The FBR collected 13.004 trillion rupees in the 2025-26 fiscal year, exceeding its revised target of 12.983 trillion rupees by more than 21 billion rupees, the tax authority said in a statement. The total also cleared the 12.957 trillion rupee threshold Pakistan had agreed with the IMF as a fallback benchmark, should the FBR miss its formal target.
The result marks a turnaround from the previous fiscal year, when the tax authority fell short of its own revised goal.
Collections rose 11% from 11.745 trillion rupees in the 2024-25 fiscal year, driven largely by stronger-than-expected income tax receipts, particularly in June.
Pakistan’s government, under an IMF loan programme that requires it to widen its tax base and curb a persistent fiscal deficit, had originally set a full-year revenue target of 14.131 trillion rupees. That goal was cut by 1.127 trillion rupees to 12.983 trillion rupees after consultations with the IMF, as floods, weaker economic activity and the conflict in the Middle East weighed on revenue growth during the year.
Income tax collection totalled 6.579 trillion rupees, above its revised target of 6.528 trillion rupees and up 14% from 5.792 trillion rupees a year earlier.
Sales tax receipts came in just below target, at 4.254 trillion rupees against a goal of 4.255 trillion rupees, though they still rose 9% from 3.902 trillion rupees in the prior year. Customs duty collection reached 1.331 trillion rupees, a shortfall of 18 billion rupees against target but up 4% year-on-year. Federal excise duty brought in 840 billion rupees, short of its 851 billion rupee target but up 10% from the previous year.

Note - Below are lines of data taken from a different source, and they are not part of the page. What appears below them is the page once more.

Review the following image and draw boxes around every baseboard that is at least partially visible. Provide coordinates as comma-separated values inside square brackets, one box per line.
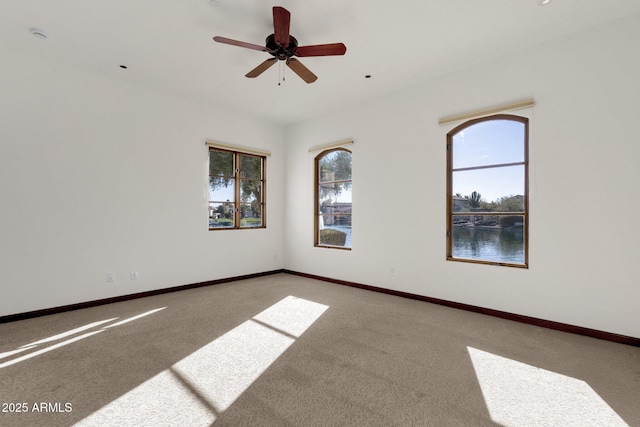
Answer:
[282, 269, 640, 347]
[6, 269, 640, 347]
[0, 269, 284, 323]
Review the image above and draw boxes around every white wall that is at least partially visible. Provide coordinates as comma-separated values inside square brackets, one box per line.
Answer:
[285, 15, 640, 337]
[0, 46, 284, 316]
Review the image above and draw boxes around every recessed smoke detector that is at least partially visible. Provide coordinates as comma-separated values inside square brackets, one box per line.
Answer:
[31, 28, 49, 40]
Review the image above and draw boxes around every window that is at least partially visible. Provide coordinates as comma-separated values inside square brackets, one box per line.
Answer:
[209, 148, 266, 230]
[314, 148, 352, 249]
[447, 114, 529, 268]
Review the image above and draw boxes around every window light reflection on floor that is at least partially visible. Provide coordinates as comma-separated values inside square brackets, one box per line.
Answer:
[76, 296, 329, 426]
[467, 347, 629, 427]
[0, 307, 167, 369]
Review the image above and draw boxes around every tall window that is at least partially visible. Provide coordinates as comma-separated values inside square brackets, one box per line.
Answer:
[315, 148, 352, 249]
[447, 114, 529, 267]
[209, 148, 266, 230]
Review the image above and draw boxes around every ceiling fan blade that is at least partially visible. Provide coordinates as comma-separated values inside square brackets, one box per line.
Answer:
[287, 58, 318, 83]
[245, 58, 278, 78]
[213, 36, 269, 52]
[295, 43, 347, 57]
[273, 6, 291, 47]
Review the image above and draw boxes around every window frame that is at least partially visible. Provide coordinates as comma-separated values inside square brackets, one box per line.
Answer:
[446, 114, 529, 269]
[207, 146, 267, 231]
[313, 147, 353, 251]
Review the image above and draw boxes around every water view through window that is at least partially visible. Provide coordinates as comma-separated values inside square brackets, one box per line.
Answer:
[453, 227, 524, 264]
[447, 114, 528, 267]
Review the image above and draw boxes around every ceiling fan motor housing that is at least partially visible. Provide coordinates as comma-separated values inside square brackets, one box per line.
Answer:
[266, 34, 298, 61]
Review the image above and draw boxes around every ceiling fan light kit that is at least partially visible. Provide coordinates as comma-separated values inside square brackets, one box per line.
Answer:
[213, 6, 347, 83]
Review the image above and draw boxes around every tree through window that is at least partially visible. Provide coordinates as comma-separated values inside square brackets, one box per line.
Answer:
[315, 148, 352, 249]
[447, 114, 529, 267]
[209, 148, 266, 230]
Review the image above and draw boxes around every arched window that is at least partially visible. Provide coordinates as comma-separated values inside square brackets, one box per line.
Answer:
[314, 148, 352, 249]
[447, 114, 529, 268]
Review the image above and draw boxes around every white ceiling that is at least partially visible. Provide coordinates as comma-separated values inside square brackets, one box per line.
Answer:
[0, 0, 640, 124]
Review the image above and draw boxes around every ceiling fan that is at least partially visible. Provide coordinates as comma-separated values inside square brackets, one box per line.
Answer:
[213, 6, 347, 83]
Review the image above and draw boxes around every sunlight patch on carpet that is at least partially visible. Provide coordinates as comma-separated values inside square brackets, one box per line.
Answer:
[75, 296, 329, 427]
[0, 307, 167, 369]
[467, 347, 629, 427]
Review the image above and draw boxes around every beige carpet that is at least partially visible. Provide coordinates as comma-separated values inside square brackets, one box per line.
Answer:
[0, 274, 640, 427]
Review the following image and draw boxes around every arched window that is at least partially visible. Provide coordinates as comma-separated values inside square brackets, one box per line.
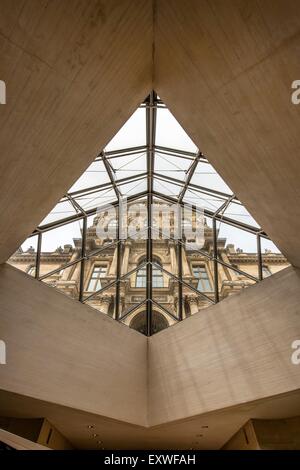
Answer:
[262, 265, 272, 278]
[129, 311, 169, 335]
[27, 266, 35, 276]
[152, 261, 164, 288]
[135, 260, 164, 289]
[193, 264, 212, 292]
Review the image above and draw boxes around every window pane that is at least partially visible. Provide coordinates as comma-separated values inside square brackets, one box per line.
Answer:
[105, 108, 146, 152]
[156, 109, 198, 153]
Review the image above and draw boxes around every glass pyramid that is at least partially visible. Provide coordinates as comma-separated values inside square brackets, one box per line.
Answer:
[8, 91, 288, 335]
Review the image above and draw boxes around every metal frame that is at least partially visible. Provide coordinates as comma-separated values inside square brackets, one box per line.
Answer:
[21, 91, 278, 336]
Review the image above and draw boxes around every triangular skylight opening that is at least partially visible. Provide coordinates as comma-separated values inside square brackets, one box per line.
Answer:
[9, 92, 288, 335]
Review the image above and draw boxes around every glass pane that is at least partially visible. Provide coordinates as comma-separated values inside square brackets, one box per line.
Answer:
[182, 286, 214, 318]
[105, 108, 146, 152]
[40, 220, 82, 276]
[152, 266, 178, 317]
[39, 200, 79, 227]
[217, 222, 258, 278]
[218, 264, 256, 300]
[69, 160, 110, 193]
[261, 237, 290, 278]
[84, 244, 117, 297]
[119, 178, 147, 196]
[74, 187, 117, 210]
[183, 189, 225, 212]
[84, 287, 116, 318]
[223, 202, 259, 227]
[191, 162, 232, 195]
[43, 262, 81, 300]
[7, 236, 38, 277]
[119, 276, 146, 325]
[156, 108, 198, 153]
[109, 152, 147, 180]
[154, 178, 182, 197]
[154, 152, 191, 181]
[85, 212, 118, 254]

A shortfall in those three categories was offset by receipts from the petroleum development levy, which generated 1.564 trillion rupees, beating its target of 1.468 trillion rupees by 96 billion rupees. The levy has become an increasingly important revenue source for Islamabad, which has raised the rate to as much as 120 rupees per litre on petrol. Unlike general sales tax on fuel, which is shared with Pakistan’s provinces under a national finance-sharing formula, revenue from the levy accrues entirely to the federal government. Petroleum products currently carry no general sales tax.
For June alone, the FBR collected 1.770 trillion rupees, above a revised monthly target of 1.753 trillion rupees and up 18% from 1.506 trillion rupees in June of the previous year.
The tax authority issued 598 billion rupees in refunds and rebates during the fiscal year, up 21.3% from 493 billion rupees a year earlier.
The government has set a revenue collection target of 15.264 trillion rupees for the 2026-27 fiscal year, which began on Wednesday.